Sri Mulyani Ingatkan Pemulihan Ekonomi Negara Maju dan Berkembang Berbeda: Ini Tantangan Indonesia Sebagai Presiden G20
Menteri Keuangan, Sri Mulyani. (Irfan Meidianto/VOI)

Bagikan:

JAKARTA - Menteri Keuangan (Menkeu) Sri Mulyani menilai bahwa proses pemulihan ekonomi di situasi pandemi COVID-19 cukup unik. Menurut dia, terjadi perbedaan kondisi pemulihan antara negara yang tergolong maju dengan negara-negara yang masuk dalam kategori berkembang atau bahkan miskin.

“Negara maju terlihat lebih cepat pulih, sementara negara berkembang dan negara miskin seperti tertinggal di belakang,” ujarnya melalui saluran virtual saat memberikan pidato di konferensi internasional On Resilient and Sustainable Economic Recovery, Kamis, 11 November.

Menkeu menambahkan, perbedaan ini memunculkan ketidakseragaman kebijakan yang tak jarang bertolak belakang dengan kepentingan negara lain dalam upaya mengakselerasi pemulihan.

“Terjadi perbedaan yang sangat signifikan terhadap penciptaan kebijakan, dan inilah yang sedang kita hadapi sekarang. Beberapa negara sudah menderita akibat tekanan inflasi dan itu menyebabkan mereka melakukan penyesuaian kebijakan. Tetapi disisi lain, banyak negara yang juga tengah berjuang untuk bangkit dari kontraksi ekonomi, pengangguran, dan juga kemiskinan,” tuturnya.

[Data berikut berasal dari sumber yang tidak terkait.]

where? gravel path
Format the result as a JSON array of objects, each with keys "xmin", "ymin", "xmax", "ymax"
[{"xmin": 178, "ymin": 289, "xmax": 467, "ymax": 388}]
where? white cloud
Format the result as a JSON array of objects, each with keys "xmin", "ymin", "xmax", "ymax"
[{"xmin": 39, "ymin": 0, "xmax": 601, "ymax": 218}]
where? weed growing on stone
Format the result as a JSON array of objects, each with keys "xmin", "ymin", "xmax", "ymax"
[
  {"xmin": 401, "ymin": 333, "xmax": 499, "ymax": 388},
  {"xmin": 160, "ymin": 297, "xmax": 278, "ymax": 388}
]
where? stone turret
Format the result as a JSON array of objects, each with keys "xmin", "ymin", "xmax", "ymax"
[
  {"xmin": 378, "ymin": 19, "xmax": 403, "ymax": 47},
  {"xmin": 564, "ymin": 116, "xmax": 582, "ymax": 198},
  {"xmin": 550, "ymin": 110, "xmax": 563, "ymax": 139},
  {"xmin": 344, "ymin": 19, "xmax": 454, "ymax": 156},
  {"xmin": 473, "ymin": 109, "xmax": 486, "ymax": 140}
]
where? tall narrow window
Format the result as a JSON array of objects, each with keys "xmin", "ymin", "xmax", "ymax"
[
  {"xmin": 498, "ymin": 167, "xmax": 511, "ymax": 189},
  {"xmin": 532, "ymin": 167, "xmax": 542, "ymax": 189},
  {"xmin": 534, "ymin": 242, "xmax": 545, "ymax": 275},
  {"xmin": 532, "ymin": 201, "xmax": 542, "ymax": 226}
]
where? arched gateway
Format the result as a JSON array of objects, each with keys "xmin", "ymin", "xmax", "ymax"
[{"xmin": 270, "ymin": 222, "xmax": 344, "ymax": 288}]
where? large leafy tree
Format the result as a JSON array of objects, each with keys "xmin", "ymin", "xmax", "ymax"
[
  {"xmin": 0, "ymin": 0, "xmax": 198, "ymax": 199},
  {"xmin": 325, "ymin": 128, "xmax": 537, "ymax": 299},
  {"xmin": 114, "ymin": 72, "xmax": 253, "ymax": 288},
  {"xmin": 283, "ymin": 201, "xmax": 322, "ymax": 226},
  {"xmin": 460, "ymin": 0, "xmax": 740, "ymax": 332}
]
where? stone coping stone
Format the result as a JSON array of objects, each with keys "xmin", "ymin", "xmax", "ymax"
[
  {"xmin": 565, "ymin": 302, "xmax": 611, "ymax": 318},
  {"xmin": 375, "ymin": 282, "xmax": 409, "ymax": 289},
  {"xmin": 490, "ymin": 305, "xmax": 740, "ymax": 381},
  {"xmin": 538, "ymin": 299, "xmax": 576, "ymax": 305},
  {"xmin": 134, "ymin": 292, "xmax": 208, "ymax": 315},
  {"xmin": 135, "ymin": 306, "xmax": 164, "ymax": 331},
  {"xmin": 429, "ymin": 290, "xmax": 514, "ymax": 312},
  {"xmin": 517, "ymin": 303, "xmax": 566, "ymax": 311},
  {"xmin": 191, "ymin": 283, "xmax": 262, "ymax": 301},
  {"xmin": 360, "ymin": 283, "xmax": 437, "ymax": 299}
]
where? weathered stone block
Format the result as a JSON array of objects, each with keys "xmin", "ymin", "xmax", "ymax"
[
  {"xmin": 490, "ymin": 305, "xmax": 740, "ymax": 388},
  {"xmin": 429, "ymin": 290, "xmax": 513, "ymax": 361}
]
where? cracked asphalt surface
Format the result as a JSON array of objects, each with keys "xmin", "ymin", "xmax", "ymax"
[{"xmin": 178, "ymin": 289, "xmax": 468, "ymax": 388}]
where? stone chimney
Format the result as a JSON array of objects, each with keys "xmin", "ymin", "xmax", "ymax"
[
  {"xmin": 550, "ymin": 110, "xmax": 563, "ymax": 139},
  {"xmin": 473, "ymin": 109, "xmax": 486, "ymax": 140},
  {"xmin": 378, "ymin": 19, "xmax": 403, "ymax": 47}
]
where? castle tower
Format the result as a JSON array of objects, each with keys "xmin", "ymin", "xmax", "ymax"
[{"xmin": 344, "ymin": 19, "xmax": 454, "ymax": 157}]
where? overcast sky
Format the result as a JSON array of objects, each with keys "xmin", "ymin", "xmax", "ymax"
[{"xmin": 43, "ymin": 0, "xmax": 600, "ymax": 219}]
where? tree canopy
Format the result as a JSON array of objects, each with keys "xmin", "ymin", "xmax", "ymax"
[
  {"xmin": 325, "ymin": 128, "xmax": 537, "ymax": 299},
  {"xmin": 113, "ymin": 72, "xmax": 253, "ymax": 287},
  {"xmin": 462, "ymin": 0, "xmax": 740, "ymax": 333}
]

Untuk itu, Menkeu menilai Indonesia mempunyai peran penting dalam mendorong keselarasan kebijakan untuk bersama-sama mencapai level pemulihan yang diinginkan. Terlebih, Indonesia masuk dalam kelompok 20 negara ekonomi terbesar dunia dan bakal mengemban amanah sebagai Presiden G20 pada 2022 mendatang.

“Ini adalah beberapa contoh kasus penting yang harus ditangani Indonesia sebagai Presiden G20. Kita harus mengupayakan koordinasi global sehingga dapat melanjutkan penguatan di situasi pemulihan yang tidak merata dan membutuhkan dukungan kebijakan yang berbeda,” tegasnya.

Sebagai informasi, negara-negara yang tergabung dalam G20 menyumbang 80 persen gross domestic product (GDP) dunia. Lalu, kelompok ini juga berandil dalam 75 persen perdagangan global dan juga 60 persen dari populasi penduduk dunia.

“Jadi secara mendasar, G20 mempunyai peran dan juga efek yang sangat signifikan terhadap ekonomi dunia. Kelompok ini juga memiliki andil besar dalam menseting standar global untuk bisa menghasilkan kebijakan yang dapat menyelesaikan masalah global,” jelas Menkeu Sri Mulyani.

Sebagai gambaran perbedaan policy antara negara maju dengan negara berkembang dapat dilihat dari kasus Amerika Serikat (AS) dan Indonesia yang sama-sama tergabung dalam G20.

AS telah mengirimkan sinyal untuk melakukan pengetatan likuiditas (tapering) yang kemudian diikuti oleh kenaikan suku bunga bank sentral, The Federal Reserve (The Fed). Kebijakan ini ditempuh AS dengan asumsi pemulihan ekonomi dalam negeri yang baik serta ditopang oleh terkendalinya kasus COVID-19 serta level vaksinasi yang tinggi.

Sementara Indonesia dan emerging countries lainnya berharap The Fed menunda kenaikan suku bunga acuan guna memastikan investasi portofolio asing tetap terjaga sembari terus melakukan upaya pemulihan ekonomi secara komprehensif.